Seingat saya, karya-karya yang dipajang di sana adalah edisi lama. Beberapa tulisan sudah mulai pudar, bahkan ada beberapa puisi yang tintanya sudah tidak terbaca lagi. Tapi entah mengapa bisa ada kerumunan di depan papan mading tersebut. Tidak mungkin mereka bertindak seperti orang kerasukan hanya karena sebuah cerpen tentang kisah cinta suanggi Flores. Tidak mungkin juga sandal ikut terlibat hanya gara-gara sebuah puisi romantik yang berhasil bikin baper. Saya yang penasaran lalu ikut mendekat.

Dan tiba-tiba saja, saya juga menggila; ikut mengumpat, memaki, memukul-mukul papan mading; persis seperti yang mereka lakukan tadi. Saya juga ikut melemparnya dengan sandal sambil berjoget ria di depan papan tersebut.

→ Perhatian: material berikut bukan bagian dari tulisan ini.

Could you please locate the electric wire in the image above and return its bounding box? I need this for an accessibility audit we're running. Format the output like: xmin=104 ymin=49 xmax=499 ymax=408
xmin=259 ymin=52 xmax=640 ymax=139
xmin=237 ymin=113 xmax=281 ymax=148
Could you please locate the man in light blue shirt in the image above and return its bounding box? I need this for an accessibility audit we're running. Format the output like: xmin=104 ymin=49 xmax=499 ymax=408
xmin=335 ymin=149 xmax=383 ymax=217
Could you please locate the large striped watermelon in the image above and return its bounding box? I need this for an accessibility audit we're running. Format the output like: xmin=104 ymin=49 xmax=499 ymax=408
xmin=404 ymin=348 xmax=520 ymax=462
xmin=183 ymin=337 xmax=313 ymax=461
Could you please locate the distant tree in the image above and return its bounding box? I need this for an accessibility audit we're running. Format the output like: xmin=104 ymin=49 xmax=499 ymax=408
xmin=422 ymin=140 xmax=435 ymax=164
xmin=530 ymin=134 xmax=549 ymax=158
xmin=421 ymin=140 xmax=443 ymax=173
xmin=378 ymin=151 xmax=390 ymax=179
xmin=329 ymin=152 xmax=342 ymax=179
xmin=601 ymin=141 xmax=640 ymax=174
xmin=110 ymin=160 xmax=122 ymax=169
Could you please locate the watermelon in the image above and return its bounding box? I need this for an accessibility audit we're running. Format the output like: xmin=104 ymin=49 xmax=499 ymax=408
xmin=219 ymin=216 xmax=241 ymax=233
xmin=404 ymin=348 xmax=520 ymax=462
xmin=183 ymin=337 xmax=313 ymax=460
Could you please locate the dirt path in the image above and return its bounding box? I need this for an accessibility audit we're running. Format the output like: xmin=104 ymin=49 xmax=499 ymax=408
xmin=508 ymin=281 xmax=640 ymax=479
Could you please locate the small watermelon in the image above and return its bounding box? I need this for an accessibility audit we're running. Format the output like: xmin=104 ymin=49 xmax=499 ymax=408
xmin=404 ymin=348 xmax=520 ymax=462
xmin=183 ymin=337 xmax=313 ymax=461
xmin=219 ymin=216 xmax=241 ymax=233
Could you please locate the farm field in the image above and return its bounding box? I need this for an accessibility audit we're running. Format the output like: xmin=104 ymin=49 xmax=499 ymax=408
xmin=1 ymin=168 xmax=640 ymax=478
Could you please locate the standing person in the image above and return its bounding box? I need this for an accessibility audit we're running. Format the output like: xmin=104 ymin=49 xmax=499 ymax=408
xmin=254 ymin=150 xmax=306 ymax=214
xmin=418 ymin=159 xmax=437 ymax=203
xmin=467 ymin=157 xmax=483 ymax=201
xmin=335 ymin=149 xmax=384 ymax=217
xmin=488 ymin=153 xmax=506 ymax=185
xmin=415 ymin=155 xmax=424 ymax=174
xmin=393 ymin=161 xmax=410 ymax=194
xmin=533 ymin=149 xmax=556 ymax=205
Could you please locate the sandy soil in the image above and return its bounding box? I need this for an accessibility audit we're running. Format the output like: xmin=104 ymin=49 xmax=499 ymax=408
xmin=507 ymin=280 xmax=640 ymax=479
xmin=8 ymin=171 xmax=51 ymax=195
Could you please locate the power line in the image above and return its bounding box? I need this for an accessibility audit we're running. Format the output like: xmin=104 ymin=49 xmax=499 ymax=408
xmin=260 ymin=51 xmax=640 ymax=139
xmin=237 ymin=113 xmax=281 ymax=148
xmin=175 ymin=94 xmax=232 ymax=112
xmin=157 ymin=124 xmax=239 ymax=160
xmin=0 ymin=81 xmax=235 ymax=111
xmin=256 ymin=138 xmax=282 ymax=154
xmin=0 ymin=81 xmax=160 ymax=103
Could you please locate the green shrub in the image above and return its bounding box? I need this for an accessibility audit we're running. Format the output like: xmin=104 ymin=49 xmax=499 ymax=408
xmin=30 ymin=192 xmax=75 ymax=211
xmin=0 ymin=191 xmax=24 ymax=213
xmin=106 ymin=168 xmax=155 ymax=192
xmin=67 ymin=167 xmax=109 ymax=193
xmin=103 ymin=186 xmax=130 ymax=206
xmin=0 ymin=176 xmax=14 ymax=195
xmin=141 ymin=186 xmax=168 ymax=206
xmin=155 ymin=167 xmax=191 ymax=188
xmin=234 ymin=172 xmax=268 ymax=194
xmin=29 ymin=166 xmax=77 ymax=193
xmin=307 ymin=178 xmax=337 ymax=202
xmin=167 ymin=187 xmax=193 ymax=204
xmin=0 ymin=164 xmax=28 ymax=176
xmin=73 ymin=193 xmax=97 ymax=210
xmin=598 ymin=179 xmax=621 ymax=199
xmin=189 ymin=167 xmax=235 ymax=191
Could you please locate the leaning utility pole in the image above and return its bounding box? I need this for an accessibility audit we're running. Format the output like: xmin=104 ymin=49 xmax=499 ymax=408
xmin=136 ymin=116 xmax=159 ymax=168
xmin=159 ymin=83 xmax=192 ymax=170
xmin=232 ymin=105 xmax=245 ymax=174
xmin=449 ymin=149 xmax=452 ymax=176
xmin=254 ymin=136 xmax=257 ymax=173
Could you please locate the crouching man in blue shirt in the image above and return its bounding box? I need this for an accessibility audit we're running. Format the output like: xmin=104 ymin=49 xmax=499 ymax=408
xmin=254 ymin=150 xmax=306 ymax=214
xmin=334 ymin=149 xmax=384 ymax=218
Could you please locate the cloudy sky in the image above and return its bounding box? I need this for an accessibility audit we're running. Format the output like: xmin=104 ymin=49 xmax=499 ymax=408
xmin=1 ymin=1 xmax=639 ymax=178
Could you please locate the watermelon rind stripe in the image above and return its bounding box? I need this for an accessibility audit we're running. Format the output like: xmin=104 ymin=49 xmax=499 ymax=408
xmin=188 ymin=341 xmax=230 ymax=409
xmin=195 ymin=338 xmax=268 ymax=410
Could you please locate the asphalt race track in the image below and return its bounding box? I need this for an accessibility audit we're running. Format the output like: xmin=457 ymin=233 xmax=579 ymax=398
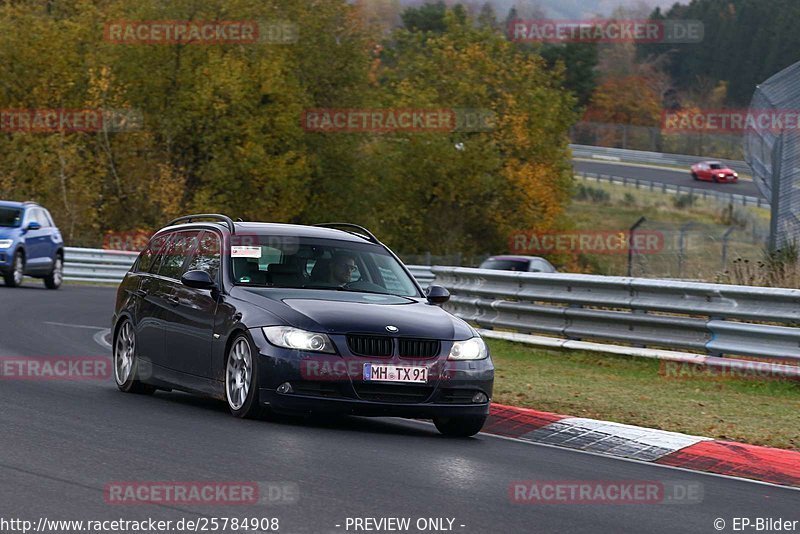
xmin=572 ymin=160 xmax=763 ymax=198
xmin=0 ymin=285 xmax=797 ymax=534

Gila. Kami seperti merasakan puncak kebahagiaan yang tak terperikan, seperti seorang anak kecil yang mendapat hadiah mainan baru dari bapaknya. Saya akhirnya paham, mengapa La Bombonera terlihat mengerikan ketika Boca Juniors menjamu River Plate, atau mengapa sebuah petasan bisa mendarat di bahu Nelson Dida ketika duo Milan bertarung, atau mengapa Luis Figo pernah dilempari kepala babi di Camp Nou.

Beberapa saat kemudian, kami lari berhamburan membubarkan diri. Seorang teman, yang baru datang segera mendekat ke papan mading yang sudah sepi. Ia menggeleng-gelengkan kepalanya, tidak percaya dengan apa yang dilihatnya. Ia mendekat ke papan mading, lalu dengan pasrah menurunkan sprei berlogo 'sebuah klub Spanyol' yang sudah digantung di sana sejak subuh tadi. Itu sprei miliknya! Itulah sprei (maksud saya: logo) yang menyebabkan keriuhan setelah jam sarapan pagi tadi, sprei yang menyebabkan beberapa teman bertindak kesetanan.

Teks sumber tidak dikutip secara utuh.